The small Black political leadership of ministers, professionals, and members of abolitionist societies, had long searched for a means of improving the condition of Northern Blacks while at the same time striking a blow against slavery. Most embraced what one historian calls the Great Tradition - an affirmation of Americanism that insisted that Blacks formed an integral part of the nation and were entitled to the same rights and opportunities white citizens enjoyed. Free Blacks were advised to forsake menial occupations, educate themselves and their children, and live unimpeachably moral lives, thus “elevating” the race, disproving the idea of Black inferiority, and demonstrating themselves worth of citizenship. (pp 25-26)
The above says a lot about the broader environment Jonathan Jasper Wright lived in.
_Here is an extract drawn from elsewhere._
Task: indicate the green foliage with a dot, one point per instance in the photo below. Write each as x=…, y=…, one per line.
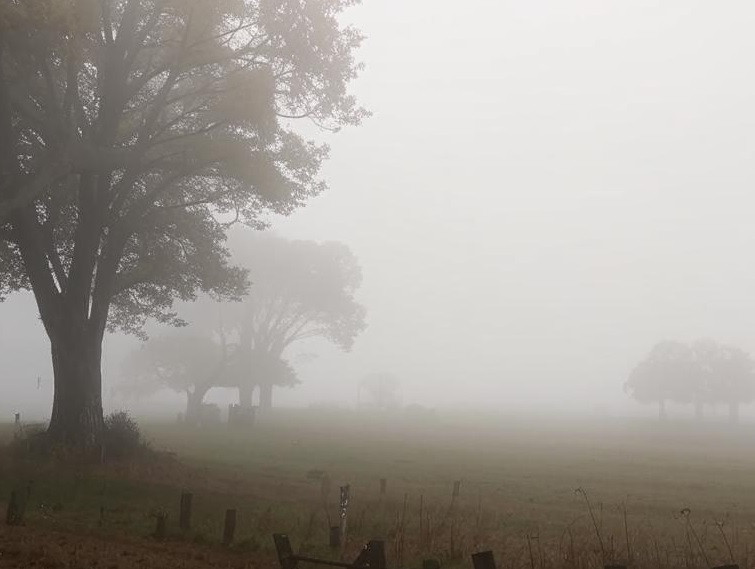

As he passed the age of twenty, he was an educated, literate young Black man, living as a tiny minority among Northeastern Pennsylvania’s overwhelmingly white citizenry - a few of which supported his ambitions, but many more who looked down upon him and his “kind.” Yet Wright held to this Great Tradition through the rest of his life - believing fervently that education was the pathway to equality, and that equality was a fact that must be promoted and fought for within the institutions of the land. This thinking was to inform the next two decades of his life and allow him to make contributions large and small to so many of his race.